Every year, we honor our Earth by participating in outdoor projects and events on April 22. In fact, with the magic of flowers blooming and plants greening all around us this time of year, the entire spring season is the perfect time to study nature and the environment. Discuss current and future environmental issues, including possible solutions, with your students. The following resources provide ideas for science, social studies, and literature classrooms:
- Engage students in discussions and activities about climate change and the human impact on the environment using rights-cleared photographs and lesson materials from the “Earth, Climate, and Change” and “Garbage: The Science of What We Throw Away” collections on Essential Lens: Analyzing Photographs Across the Curriculum.
- Learn about a team of MIT scientists working to make solar cells more efficient in Chemistry: Challenges and Solutions, “Matter and the Rise of Atomic Theory.”
- Hear thought-provoking views and research findings from experts in the field, including entomologist E.O. Wilson in The Habitable Planet, unit 13 video, “Looking Forward: Our Global Experiment.”
- Two interactives in The Habitable Planet allow you and your students to manage an energy crisis. The Carbon Lab explores how human influence on carbon output affects the future health of the Earth’s atmosphere. In the Energy Lab interactive, try developing a portfolio of energy resources that cuts back on CO2 and considers the pros and cons of multiple sources of energy.

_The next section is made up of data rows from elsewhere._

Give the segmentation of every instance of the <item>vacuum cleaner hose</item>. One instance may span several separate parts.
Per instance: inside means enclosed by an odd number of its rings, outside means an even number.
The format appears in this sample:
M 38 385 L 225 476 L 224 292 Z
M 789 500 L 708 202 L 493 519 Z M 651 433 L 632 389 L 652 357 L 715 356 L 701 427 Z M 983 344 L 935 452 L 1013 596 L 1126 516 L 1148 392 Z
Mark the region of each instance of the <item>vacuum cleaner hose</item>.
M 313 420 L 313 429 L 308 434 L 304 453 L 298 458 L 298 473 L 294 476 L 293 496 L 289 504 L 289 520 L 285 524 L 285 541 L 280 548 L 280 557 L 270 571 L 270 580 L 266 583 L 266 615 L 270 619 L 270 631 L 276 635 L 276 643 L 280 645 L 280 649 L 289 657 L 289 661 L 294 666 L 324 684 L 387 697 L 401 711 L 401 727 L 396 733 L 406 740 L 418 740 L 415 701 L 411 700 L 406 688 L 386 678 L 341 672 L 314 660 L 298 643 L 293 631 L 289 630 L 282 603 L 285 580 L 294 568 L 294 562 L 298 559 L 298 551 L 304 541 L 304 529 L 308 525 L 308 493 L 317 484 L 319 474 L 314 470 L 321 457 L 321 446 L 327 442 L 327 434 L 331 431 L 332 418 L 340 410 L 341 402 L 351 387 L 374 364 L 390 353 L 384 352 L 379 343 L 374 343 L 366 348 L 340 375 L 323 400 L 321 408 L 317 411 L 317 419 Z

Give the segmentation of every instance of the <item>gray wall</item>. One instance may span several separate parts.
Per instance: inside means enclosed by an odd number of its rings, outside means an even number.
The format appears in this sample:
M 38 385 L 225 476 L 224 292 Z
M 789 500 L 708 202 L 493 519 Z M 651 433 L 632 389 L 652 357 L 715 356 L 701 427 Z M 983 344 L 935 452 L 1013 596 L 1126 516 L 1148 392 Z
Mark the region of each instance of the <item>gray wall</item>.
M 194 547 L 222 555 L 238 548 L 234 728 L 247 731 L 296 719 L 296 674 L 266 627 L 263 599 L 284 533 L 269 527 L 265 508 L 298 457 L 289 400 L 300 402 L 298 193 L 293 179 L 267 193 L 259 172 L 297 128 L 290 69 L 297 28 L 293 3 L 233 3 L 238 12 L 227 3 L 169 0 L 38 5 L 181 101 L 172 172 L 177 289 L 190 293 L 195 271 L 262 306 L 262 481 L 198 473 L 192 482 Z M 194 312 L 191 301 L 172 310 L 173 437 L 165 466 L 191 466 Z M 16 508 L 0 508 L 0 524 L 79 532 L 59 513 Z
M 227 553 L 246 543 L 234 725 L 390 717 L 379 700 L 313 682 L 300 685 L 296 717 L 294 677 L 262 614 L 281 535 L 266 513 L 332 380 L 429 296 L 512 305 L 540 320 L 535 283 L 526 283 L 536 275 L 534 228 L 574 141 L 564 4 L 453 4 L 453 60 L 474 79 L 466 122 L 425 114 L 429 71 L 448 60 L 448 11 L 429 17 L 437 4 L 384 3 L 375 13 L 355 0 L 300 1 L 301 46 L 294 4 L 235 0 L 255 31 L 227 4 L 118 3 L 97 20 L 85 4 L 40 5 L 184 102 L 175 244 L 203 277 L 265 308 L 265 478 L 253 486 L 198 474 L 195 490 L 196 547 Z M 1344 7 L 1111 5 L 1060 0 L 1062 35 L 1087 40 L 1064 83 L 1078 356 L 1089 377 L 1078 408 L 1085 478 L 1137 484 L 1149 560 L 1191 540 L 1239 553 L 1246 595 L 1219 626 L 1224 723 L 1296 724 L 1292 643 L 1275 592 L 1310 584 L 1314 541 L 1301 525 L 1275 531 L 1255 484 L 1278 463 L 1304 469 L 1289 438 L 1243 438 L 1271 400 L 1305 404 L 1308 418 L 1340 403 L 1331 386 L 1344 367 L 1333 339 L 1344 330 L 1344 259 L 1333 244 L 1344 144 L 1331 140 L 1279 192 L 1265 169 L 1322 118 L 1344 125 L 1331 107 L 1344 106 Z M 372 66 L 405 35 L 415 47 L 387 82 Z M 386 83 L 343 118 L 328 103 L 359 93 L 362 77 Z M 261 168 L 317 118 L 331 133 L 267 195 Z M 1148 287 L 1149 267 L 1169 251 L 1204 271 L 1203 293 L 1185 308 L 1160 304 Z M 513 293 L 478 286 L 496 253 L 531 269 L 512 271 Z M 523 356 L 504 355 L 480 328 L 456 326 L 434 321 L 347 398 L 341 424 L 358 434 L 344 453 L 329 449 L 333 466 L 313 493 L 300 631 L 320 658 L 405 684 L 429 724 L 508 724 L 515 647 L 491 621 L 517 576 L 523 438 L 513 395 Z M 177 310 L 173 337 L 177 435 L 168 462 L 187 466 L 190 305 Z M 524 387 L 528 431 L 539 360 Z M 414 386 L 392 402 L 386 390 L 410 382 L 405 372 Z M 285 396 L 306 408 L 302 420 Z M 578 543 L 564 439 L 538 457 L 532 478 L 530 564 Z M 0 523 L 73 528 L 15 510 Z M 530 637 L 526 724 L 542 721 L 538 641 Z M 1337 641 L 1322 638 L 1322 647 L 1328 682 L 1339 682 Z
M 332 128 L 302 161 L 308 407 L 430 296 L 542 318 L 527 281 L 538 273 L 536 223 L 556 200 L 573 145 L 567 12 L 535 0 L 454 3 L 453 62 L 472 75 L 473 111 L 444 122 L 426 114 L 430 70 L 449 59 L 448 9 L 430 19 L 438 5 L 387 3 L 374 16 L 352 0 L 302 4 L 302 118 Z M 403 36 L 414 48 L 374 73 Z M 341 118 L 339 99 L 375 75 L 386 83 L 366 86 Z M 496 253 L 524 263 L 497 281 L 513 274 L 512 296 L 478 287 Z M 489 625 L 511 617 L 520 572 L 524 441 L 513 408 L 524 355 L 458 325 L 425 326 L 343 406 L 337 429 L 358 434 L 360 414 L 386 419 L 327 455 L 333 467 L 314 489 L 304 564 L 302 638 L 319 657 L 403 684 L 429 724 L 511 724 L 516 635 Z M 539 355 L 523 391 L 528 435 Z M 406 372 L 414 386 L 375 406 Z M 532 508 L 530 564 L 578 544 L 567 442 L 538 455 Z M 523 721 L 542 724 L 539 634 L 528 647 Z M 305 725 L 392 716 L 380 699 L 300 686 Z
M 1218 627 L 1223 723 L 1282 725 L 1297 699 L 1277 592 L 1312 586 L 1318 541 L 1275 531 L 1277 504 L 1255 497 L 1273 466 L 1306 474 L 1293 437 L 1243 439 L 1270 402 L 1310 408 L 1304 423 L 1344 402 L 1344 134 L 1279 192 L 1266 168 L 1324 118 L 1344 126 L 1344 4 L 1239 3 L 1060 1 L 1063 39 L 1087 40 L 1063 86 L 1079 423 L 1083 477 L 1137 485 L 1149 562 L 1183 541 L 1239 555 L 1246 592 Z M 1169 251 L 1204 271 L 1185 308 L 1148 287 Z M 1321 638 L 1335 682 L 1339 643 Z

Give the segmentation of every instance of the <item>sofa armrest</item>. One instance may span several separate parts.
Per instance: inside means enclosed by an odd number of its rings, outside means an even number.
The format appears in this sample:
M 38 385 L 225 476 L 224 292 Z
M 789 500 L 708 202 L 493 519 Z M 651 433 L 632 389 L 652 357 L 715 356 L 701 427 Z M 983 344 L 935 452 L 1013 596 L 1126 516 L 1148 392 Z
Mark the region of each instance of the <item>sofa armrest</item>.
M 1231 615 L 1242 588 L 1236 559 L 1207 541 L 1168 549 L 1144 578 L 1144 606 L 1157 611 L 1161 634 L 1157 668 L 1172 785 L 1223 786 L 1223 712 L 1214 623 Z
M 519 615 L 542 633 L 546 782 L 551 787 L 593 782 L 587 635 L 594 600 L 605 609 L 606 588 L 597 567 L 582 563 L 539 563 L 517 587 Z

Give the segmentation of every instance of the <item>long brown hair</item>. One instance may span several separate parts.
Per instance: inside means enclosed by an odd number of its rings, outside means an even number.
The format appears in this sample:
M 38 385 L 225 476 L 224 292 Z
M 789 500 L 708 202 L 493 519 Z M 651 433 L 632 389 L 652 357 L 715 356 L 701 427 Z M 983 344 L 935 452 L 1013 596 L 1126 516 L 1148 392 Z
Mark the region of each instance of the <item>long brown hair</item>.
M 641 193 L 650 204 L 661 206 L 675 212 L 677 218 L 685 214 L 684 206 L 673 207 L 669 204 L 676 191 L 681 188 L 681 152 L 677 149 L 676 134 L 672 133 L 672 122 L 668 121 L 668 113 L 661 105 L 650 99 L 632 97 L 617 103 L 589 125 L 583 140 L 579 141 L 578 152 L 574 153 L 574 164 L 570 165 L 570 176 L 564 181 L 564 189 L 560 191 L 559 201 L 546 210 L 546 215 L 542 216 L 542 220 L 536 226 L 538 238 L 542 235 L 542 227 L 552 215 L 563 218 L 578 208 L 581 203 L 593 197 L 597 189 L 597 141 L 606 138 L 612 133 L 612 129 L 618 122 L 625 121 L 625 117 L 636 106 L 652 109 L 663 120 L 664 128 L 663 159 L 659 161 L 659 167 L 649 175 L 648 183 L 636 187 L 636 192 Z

- Gage Reeves asks his 5th graders to relate their reading about global warming and climate change to events and products in their community in Teaching Reading 3-5 Workshop, classroom program 13, “Reading Across the Curriculum.”
- Consider the possible conflicts that arise when living in a future society affected by significant global warming and other challenges by reading “Parable of the Sower” by Octavia E. Butler. The Expanding Canon: Teaching Multicultural Literature, session 7, “Critical Pedagogy,” includes an audio clip of the author and a synopsis of the story.
- Learn about where oil comes from, how it is extracted and used for energy, and the effects of using oil as an energy source on the environment in Earth Revealed, program 26, “Living With Earth, Part II.”
- Explore environmental mysteries like the causes of ice ages and consider how life shapes the earth in Planet Earth, program 3, “The Climate Puzzle,” and program 7, “Fate of the Earth.”
- Economic stories show how pollution is a “negative externality” that can have serious consequences for economic efficiency in Economics U$A, unit 8, “Pollution and the Environment.”
- The World of Chemistry, program 17, “The Precious Envelope,” explains ozone depletion and the greenhouse effect on the earth’s atmosphere.